Dr. Yokoyama then explained the relationship between re-elevation of hormone level and recurrence of Paf. When the data were plotted to show change in BNP level compared with the level at 24 hours after cardioversion (a time point for which patients in both the R-group and S-group had a significant decrease from baseline), it became apparent that the R-group patients had re-elevation of BNP level before recurrence of their arrhythmia.

All 26 S-group patients underwent echocardiography on Day 7 as planned, whereas only the 7 patients in the R-group who were in sinus rhythm underwent examination. The researchers found that patients who would later develop recurrent Paf (those in the R-group) had a significant difference from those who would remain in sinus rhythm (those in the S-group): The R-group patients had a markedly lower A/E ratio than the patients in the S-group (0.5 ± 0.2 versus 1.2 ± 0.6).

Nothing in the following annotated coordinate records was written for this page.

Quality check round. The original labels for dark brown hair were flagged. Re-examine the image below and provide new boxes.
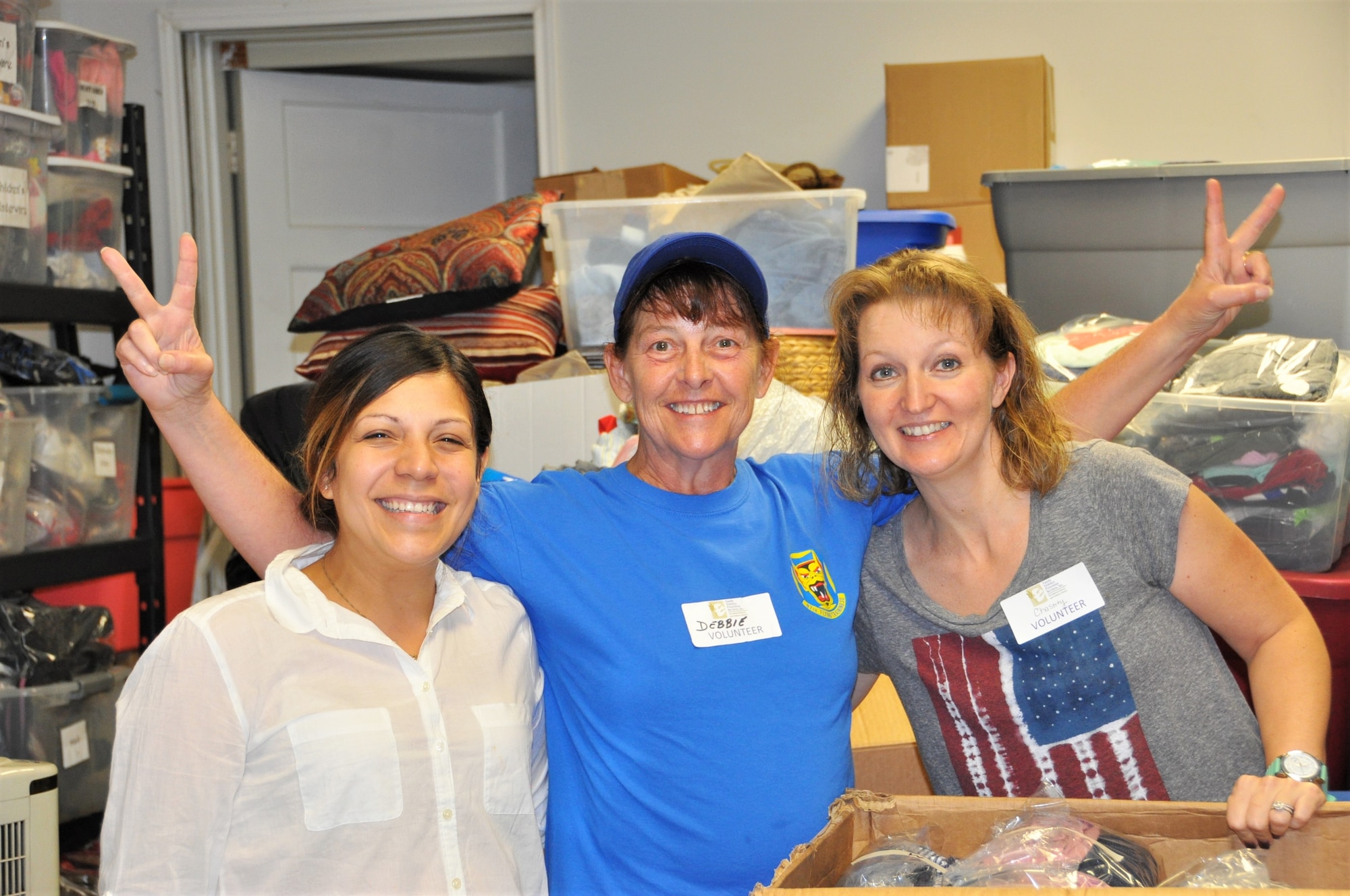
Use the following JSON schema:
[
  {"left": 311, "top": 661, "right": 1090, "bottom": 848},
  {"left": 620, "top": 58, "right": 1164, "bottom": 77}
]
[
  {"left": 297, "top": 324, "right": 493, "bottom": 534},
  {"left": 614, "top": 259, "right": 768, "bottom": 358},
  {"left": 829, "top": 251, "right": 1069, "bottom": 501}
]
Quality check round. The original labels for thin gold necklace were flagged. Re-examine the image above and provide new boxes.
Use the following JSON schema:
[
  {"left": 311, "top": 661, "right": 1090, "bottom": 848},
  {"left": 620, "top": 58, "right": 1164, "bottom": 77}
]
[{"left": 319, "top": 557, "right": 370, "bottom": 622}]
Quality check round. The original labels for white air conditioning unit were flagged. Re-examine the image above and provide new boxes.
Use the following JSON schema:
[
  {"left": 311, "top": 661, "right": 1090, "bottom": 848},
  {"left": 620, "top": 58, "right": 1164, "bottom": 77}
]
[{"left": 0, "top": 758, "right": 61, "bottom": 896}]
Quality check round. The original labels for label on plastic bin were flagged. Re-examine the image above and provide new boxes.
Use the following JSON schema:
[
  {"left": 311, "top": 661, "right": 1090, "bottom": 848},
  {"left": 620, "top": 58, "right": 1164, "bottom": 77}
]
[
  {"left": 0, "top": 22, "right": 19, "bottom": 84},
  {"left": 886, "top": 146, "right": 929, "bottom": 193},
  {"left": 78, "top": 81, "right": 108, "bottom": 115},
  {"left": 93, "top": 441, "right": 117, "bottom": 479},
  {"left": 61, "top": 719, "right": 89, "bottom": 768},
  {"left": 999, "top": 563, "right": 1106, "bottom": 644},
  {"left": 0, "top": 165, "right": 28, "bottom": 229},
  {"left": 680, "top": 592, "right": 783, "bottom": 648}
]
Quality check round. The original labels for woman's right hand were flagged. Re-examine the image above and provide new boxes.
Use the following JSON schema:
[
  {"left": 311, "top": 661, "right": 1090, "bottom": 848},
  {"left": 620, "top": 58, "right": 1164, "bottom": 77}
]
[{"left": 101, "top": 233, "right": 215, "bottom": 417}]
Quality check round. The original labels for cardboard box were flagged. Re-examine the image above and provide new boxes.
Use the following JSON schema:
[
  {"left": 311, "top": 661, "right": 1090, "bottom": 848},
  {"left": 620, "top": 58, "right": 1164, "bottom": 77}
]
[
  {"left": 933, "top": 202, "right": 1007, "bottom": 283},
  {"left": 755, "top": 791, "right": 1350, "bottom": 896},
  {"left": 535, "top": 162, "right": 707, "bottom": 200},
  {"left": 483, "top": 374, "right": 621, "bottom": 479},
  {"left": 535, "top": 162, "right": 707, "bottom": 283},
  {"left": 886, "top": 57, "right": 1054, "bottom": 211}
]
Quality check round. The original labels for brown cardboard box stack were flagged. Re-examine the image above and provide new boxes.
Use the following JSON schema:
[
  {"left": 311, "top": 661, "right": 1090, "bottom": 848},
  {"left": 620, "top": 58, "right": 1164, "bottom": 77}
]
[
  {"left": 886, "top": 57, "right": 1054, "bottom": 283},
  {"left": 535, "top": 162, "right": 707, "bottom": 283},
  {"left": 755, "top": 791, "right": 1350, "bottom": 896}
]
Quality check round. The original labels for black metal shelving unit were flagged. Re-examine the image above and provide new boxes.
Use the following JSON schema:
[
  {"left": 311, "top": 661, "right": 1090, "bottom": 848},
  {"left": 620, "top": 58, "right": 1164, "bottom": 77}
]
[{"left": 0, "top": 103, "right": 165, "bottom": 646}]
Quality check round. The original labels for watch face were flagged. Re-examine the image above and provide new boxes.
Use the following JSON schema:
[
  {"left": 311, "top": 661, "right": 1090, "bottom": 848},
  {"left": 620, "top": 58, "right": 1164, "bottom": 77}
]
[{"left": 1284, "top": 750, "right": 1322, "bottom": 781}]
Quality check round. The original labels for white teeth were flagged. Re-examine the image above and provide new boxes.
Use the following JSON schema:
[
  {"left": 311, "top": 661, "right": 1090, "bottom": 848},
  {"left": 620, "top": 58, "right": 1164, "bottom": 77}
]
[
  {"left": 667, "top": 401, "right": 722, "bottom": 414},
  {"left": 375, "top": 498, "right": 446, "bottom": 514},
  {"left": 900, "top": 421, "right": 952, "bottom": 436}
]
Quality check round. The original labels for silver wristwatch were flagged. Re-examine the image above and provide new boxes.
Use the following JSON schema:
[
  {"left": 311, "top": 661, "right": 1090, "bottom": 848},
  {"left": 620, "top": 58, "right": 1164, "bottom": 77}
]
[{"left": 1269, "top": 750, "right": 1327, "bottom": 788}]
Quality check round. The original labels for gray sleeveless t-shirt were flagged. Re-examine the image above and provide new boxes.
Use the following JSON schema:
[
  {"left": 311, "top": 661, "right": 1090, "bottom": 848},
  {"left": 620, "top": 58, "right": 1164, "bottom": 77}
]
[{"left": 855, "top": 441, "right": 1265, "bottom": 802}]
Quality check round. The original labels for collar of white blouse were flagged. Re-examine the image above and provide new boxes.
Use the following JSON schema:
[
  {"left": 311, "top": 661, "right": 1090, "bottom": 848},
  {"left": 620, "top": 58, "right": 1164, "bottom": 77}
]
[{"left": 263, "top": 541, "right": 470, "bottom": 646}]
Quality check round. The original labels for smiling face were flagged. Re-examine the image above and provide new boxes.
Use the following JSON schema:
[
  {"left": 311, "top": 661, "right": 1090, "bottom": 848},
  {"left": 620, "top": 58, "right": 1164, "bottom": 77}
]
[
  {"left": 320, "top": 372, "right": 481, "bottom": 565},
  {"left": 605, "top": 310, "right": 778, "bottom": 486},
  {"left": 857, "top": 300, "right": 1015, "bottom": 490}
]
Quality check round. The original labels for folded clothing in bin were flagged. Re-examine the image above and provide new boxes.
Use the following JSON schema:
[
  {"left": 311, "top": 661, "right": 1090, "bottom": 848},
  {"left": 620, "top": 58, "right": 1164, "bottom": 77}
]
[
  {"left": 0, "top": 591, "right": 113, "bottom": 687},
  {"left": 1172, "top": 333, "right": 1341, "bottom": 401}
]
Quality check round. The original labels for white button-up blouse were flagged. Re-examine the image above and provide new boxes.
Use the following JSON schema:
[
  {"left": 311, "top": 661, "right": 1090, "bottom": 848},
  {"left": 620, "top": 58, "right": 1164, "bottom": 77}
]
[{"left": 100, "top": 544, "right": 548, "bottom": 895}]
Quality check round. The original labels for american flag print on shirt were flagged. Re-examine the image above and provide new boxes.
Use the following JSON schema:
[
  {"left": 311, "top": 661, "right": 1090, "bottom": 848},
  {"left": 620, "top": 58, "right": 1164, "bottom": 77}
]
[{"left": 913, "top": 611, "right": 1168, "bottom": 800}]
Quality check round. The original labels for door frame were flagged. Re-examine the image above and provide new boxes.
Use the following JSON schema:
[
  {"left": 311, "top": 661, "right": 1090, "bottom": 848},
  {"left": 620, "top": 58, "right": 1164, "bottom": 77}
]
[{"left": 157, "top": 0, "right": 562, "bottom": 412}]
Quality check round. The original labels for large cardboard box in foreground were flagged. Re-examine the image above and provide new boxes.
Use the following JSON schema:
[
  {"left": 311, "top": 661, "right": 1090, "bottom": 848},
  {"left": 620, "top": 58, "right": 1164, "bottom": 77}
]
[
  {"left": 755, "top": 791, "right": 1350, "bottom": 896},
  {"left": 886, "top": 57, "right": 1054, "bottom": 209}
]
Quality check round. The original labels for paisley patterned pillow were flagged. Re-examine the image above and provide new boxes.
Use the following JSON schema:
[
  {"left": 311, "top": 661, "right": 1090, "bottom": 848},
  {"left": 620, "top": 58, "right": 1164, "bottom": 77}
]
[
  {"left": 296, "top": 286, "right": 563, "bottom": 383},
  {"left": 286, "top": 190, "right": 560, "bottom": 333}
]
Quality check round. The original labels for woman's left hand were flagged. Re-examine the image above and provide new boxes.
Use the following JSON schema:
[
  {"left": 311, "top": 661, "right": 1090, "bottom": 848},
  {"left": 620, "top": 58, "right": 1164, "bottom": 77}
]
[{"left": 1228, "top": 775, "right": 1327, "bottom": 849}]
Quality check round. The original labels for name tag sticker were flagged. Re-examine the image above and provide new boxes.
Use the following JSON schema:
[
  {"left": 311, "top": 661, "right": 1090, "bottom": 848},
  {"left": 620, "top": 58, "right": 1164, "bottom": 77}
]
[
  {"left": 680, "top": 592, "right": 783, "bottom": 648},
  {"left": 999, "top": 563, "right": 1106, "bottom": 644}
]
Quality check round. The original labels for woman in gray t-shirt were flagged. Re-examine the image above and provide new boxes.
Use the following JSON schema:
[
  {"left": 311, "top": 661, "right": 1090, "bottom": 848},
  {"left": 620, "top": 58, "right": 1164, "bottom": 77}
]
[{"left": 833, "top": 252, "right": 1330, "bottom": 843}]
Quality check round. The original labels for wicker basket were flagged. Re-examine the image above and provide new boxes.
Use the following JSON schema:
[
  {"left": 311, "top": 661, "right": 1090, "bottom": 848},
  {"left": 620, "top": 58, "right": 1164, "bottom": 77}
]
[{"left": 774, "top": 329, "right": 834, "bottom": 398}]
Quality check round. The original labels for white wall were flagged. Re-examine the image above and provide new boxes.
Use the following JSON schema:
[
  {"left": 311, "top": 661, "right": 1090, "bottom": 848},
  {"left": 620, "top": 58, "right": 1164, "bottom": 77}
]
[
  {"left": 29, "top": 0, "right": 1350, "bottom": 308},
  {"left": 559, "top": 0, "right": 1350, "bottom": 201}
]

Dr. Yokoyama concluded by noting that the current work is the first to establish that ANP and BNP levels re-elevate before recurrence of arrhythmia. In combination with the echocardiographic findings on A/E ratio, the data suggest that pressure overload of the left atrium can occur during sinus rhythm and that the overload increases plasma levels of ANP and BNP and triggers recurrent Paf.